Songs, and sharing them with others: David’s mention in his last post about listening to a Steve Allen record had me thinking about the days when music was both essential to existence and housed in tangible objects made of plastic. About the wonder of transferring a song from one medium to another, and designing your own mix tape, a soundtrack to accompany and convey your thoughts and feelings, your deepest self in that moment, complete with cover art and liner notes. And handing it off shyly or with a put-on shrug to throw the recipient off the scent of what you really wanted to say: I like you, and I want you to like me, too.
Those thoughts also brought to mind the only part of the film version of The Virgin Suicides that really said anything to me: the scene in which the neighborhood boys connect to the Lisbon sisters, confined to their house by an insanely overprotective mother, via telephone and record player. One group plays a song, holding the receiver over the turntable; the next group does the same, sending its own collective answer or reaction over the wire. A scene heavy with feeling and inarticulate yearning, the sending and receiving of coded musical messages filmed in the soft light of nostalgia.

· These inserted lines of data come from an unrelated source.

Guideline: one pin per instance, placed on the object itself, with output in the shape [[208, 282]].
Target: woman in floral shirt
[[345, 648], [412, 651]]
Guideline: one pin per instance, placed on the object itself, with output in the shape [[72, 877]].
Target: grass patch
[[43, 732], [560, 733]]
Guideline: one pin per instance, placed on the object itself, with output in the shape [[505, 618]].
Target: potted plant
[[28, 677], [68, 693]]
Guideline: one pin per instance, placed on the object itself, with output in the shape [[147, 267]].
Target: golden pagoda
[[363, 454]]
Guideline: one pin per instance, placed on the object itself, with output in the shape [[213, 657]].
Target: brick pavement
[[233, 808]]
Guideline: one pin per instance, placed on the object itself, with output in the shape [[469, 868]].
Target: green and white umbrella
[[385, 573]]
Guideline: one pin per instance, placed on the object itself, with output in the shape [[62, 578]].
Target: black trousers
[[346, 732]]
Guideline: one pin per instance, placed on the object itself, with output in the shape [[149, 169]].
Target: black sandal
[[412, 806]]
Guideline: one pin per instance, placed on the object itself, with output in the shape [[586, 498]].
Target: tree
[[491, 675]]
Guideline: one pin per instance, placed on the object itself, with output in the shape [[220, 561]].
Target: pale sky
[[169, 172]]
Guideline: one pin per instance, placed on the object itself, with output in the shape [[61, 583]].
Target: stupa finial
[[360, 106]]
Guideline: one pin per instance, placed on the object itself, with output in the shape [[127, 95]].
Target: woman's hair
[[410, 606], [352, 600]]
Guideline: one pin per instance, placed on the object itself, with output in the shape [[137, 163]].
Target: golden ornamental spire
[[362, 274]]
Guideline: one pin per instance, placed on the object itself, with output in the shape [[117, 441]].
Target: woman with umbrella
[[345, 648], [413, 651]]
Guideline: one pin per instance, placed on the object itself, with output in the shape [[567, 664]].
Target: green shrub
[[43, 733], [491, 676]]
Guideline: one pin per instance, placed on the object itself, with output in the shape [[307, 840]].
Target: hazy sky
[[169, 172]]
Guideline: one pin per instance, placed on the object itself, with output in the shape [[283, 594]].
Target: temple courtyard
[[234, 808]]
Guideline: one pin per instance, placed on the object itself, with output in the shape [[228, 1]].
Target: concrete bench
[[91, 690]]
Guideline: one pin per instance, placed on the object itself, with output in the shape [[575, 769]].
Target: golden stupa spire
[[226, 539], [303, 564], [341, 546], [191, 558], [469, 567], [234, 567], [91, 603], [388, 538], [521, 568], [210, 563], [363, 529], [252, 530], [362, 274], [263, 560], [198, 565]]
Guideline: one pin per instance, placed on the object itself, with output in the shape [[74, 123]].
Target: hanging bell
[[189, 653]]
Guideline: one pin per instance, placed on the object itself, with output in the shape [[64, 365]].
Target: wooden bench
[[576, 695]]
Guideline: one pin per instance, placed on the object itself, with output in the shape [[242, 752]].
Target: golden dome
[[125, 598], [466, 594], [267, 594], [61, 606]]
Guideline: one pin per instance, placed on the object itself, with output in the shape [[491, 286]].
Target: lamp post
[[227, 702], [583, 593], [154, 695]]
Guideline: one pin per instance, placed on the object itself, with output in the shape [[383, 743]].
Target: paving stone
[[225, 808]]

For teens of a certain generation, at least, still unable or too afraid to put feeling into words, music was the magical language you hoped would speak for you, simultaneously revealing your heart’s desire while also acting as a buffer, should those feelings be rejected. What? No, I’m not saying I love you; it’s just a cool song I thought you’d like. All the thought, the energy, the sheer amount of time that went into planning and crafting and exchanging mix tapes: who wouldn’t be nostalgic about a period of life that contained such a sense of purpose, and (for those of us lucky enough not to be burdened with any real responsibilities), so much space available to devote to its achievement?

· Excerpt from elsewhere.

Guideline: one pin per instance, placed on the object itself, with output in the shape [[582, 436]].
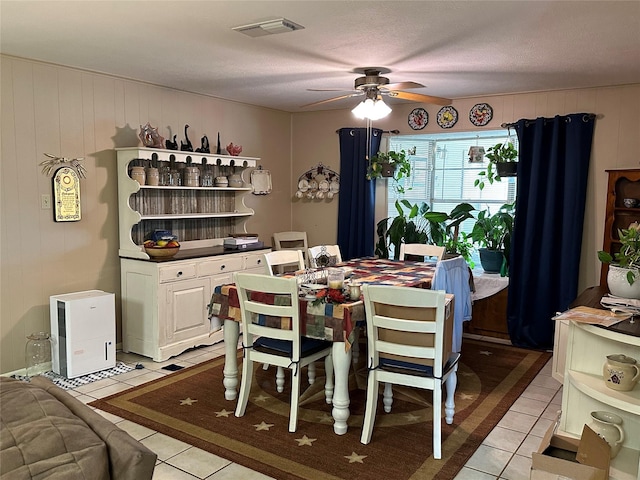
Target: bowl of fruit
[[161, 248]]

Mix tape sleeve notes, courtesy Antony Mayfield on a CC BY 2.0 license via Wikimedia Commons.
I can’t remember the last time I made a mix tape for anyone. That may partially be due to the fact that very few of us still use CDs or LPs or especially cassettes to listen to music, relying instead on the intangible bits that somehow travel through the ether to arrange themselves into the tunes and lyrics that get us through life. And I’ll admit: once the playlist became the dominant form of sharing musical tastes, I began to lose interest in the exchange. There was something depersonalized about e-mailing a link or sending a file to someone, no clumsy artwork or careful penmanship involved. But this eventual disappearance from my life of the mix tape (or its virtual equivalent) probably has more to do with the fact that I just grew out of the need to encode all my messages, out of the fierce load of young emotion that demanded both to be let out, and to be accepted for whatever it was.
There is the matter of time, of course: time to know your music fully, and to pull it all together in an arrangement that states clearly, “This is me.” Adulthood, after all, is perpetually short on enough hours in one day—and so I wonder whether all the nostalgia we, or at least I, feel for the world of mix tapes isn’t so much for the music, or even that particular period of our lives itself, but for the amount of time we had to indulge in it and to root around in all those feelings we were trying to figure out. And I wonder, too, whether it’s not the media we miss, whether vinyl or cassette or CD, or even the products they let us create, but the sentiments they let us show. In its way, that scene from The Virgin Suicides is much like the misguided efforts of the heroes of Annie Hall or Groundhog Day, trying desperately to recreate past moments filled with love. It’s not so much the exact narratives we want to relive—the creepy zaniness of getting a lobster in a pot, the laughter-filled tumble into the snow, the music offered over the phone to captive listeners—but the rare warmth, the assurance of affection usually only felt in small doses, that pulled them all together.
Fresh off reading Morrissey’s Autobiography, I was seized the other day with memories of how I once let music do my talking for me. Discussing the book with a friend who wasn’t familiar with the artist or most of the other groups I listened to in high school, I played a few things for him: some Smiths, some Violent Femmes. It was nice to share something about myself; nice for someone to understand who I’d been, or at least get a glimpse of the resources I’d used to get through a particular part of my life. But then we moved on to the present day, to the projects we were thinking about, to the things we wanted to do.
The music, still enjoyed without the crippling desperation of the past, was turned off until next time; the moods, the insecurities, the fearful shyness that had made sharing it so necessary all those years ago, never made an appearance, and weren’t recalled to bolster any form of nostalgic celebration. And the success of the moment didn’t depend upon this music conveying every last aspect of who I am or had been. Of course I hoped my friend would see something in the songs—but even if he wondered how the hell I could let such stuff touch my ears, that was fine; we’d learned how deeply complex people are, and that relationships don’t—or shouldn’t—stand or fall on shared love of a lyric or melody, that in order to last, they require, among other things, words and gestures offered openly and honestly.
I still love the thought of a mix tape, of the creative exchange of enthusiasms and emotions they involved. But it felt good the other day to know I didn’t need a song to speak for me, or to hold the key to others’ approval. It felt marvelous to know that I had a voice I no longer had qualms about using, that I was free of any need to encode my contentment. That I was rooted firmly in the present, with no ache for any other time or space but the one that held me, right in the everyday there.